'This Week' Transcript: Jon Huntsman, David Axelrod

But just as we are in a static world, that is completely unrealistic. And, again, it's talking about things that, you know, may pander to a particular group or sound good at the time, but it just simply is not founded in reality.

TAPPER: You were one of the only, if not the only Republican candidate to support the deal to raise the debt ceiling. You called Congresswoman Bachmann's position a, quote, "crash-and-burn approach." Would you trust a President Bachmann to do the right thing with the economy?

HUNTSMAN: Well, I wouldn't necessarily trust any of my opponents right now who were on a recent debate stage with me, when every single one of them would have allowed this country to default.

You can imagine -- even given the uncertainty of the marketplace the last several days and even the last couple of weeks -- if we had defaulted, the first time in the history of the greatest country that ever was, being 25 percent of the world's GDP and having the largest financial services sector in this world by a long shot, if we had defaulted, Jake, this marketplace would be in absolute turmoil.
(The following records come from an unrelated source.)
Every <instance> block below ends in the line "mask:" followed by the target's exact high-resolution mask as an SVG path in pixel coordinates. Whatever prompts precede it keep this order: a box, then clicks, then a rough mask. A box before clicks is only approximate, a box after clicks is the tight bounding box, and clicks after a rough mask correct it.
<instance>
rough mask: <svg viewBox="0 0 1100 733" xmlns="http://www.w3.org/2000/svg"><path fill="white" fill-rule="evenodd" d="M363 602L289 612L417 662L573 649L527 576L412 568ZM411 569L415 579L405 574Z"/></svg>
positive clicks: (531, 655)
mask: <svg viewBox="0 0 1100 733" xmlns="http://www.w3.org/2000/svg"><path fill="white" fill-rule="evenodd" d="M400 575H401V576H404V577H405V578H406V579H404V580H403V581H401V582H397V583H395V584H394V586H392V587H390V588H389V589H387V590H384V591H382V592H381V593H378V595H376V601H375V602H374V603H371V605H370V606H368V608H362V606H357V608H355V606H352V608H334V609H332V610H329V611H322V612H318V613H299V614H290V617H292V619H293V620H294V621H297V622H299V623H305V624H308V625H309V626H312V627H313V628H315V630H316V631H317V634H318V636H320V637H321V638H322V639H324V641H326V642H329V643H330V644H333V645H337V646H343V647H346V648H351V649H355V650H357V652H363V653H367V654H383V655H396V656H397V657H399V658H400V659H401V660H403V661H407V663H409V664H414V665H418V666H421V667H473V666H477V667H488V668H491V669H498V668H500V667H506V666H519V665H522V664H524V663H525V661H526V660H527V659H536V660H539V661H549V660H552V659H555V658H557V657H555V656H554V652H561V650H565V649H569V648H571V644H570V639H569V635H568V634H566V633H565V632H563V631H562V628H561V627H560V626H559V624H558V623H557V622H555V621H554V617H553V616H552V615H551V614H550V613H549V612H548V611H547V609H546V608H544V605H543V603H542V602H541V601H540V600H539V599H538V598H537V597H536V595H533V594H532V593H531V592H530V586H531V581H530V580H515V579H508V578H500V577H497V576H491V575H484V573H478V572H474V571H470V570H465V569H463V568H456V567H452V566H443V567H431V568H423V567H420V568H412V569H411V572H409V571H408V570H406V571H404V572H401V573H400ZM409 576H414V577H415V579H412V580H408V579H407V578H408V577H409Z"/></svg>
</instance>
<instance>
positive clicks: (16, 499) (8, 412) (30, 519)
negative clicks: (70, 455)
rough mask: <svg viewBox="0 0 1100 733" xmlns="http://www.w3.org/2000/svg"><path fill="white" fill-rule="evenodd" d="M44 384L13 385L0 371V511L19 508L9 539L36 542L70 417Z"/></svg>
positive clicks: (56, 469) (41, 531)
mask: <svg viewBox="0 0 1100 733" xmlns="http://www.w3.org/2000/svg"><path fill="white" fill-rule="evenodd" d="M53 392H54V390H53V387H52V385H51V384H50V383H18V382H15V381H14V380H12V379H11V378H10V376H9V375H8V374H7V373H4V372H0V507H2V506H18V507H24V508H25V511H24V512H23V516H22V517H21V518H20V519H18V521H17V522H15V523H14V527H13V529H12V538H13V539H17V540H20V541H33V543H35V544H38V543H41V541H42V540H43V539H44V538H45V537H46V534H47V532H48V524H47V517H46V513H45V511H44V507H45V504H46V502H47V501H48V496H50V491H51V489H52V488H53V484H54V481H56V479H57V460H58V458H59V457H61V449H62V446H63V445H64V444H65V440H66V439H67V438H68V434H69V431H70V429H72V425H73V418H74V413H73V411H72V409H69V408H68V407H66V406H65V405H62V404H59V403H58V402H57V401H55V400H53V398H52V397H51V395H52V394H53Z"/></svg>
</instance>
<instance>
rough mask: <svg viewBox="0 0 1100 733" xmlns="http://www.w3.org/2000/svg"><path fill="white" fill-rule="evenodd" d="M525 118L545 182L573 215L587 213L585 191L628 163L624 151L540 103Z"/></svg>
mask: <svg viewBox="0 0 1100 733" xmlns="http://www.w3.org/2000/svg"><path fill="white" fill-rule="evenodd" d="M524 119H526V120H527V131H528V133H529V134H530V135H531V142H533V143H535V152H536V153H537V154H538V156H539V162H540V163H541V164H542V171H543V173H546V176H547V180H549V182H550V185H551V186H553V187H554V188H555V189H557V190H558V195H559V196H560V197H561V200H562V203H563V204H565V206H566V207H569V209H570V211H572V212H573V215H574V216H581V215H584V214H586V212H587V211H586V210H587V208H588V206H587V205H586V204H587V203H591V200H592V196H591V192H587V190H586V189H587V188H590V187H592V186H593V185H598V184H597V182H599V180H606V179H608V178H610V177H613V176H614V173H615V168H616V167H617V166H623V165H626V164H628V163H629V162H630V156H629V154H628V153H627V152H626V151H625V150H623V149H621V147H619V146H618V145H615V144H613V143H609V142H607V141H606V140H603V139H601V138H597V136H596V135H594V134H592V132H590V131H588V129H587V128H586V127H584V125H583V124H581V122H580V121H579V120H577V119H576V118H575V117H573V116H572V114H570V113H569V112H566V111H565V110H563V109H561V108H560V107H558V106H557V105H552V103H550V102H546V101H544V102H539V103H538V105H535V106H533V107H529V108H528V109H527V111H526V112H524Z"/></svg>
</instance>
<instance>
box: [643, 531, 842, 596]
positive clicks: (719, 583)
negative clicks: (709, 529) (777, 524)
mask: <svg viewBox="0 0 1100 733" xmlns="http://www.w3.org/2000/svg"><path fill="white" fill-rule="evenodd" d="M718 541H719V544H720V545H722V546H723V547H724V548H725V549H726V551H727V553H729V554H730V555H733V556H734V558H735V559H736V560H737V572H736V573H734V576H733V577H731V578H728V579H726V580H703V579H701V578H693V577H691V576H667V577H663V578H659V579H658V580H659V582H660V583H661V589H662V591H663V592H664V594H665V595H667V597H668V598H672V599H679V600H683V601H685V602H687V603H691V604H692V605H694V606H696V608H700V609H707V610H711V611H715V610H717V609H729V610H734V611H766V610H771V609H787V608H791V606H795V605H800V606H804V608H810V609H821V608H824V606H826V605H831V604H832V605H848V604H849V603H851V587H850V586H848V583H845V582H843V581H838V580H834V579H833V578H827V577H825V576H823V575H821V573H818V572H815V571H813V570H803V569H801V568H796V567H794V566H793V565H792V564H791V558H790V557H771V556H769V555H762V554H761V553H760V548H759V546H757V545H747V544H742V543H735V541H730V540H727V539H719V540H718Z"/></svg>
And people who are already losing enough as it is on their 401(k)s and retirement programs and home valuations, it would have been catastrophic.

So I have to say that there was zero leadership on display in terms of my opponents, zero leadership on display in terms of the president, who should have used the bully pulpit well ahead of time. He should have walked away from the TelePrompTer. The people want you to speak from your heart and soul. Tell us where you want us to go. Tell us what you expect from Congress. Tell us what's on your mind. That never happened. And it waited until the 11th hour. And then we had some of my Republican opponents who basically, I think, recommended something that would have been catastrophic for this economy.

TAPPER: When S&P devalued the U.S. from AAA to AA-plus, one of the reasons, they said, was the dysfunction in Washington. They didn't have confidence in either side to come together to make a compromise to get the country on the right fiscal path.

But you, along with all of your Republican competitors, raised your hand and said that you would be unwilling to accept a deal of 10-to-1 spending cuts for tax increases. That would be if you just eliminated the Bush tax cuts for those who make more than $1 million a year, by one computation -- that would be $6 trillion in spending cuts. Aren't you buying into the same brinksmanship that you're criticizing?

HUNTSMAN: Jake, it was a nonsense question. And the fact that you can even ask a question that is that important with such profound implications for the United States, to answer by show of a raised hand, I mean, come on. What have -- you know, what have debates gotten to, in terms of how we discuss the truly important issues of the day? I don't think tax increases are good for this country right now. In fact, I think it'd be the worst thing that we can do.

TAPPER: So are you sorry you raised your hand for the, quote, "nonsense question"?

HUNTSMAN: Well, I'm just sorry that the debate resorted to a raising of hand as opposed to some discussion about where this country needs to go in terms of overall tax policy.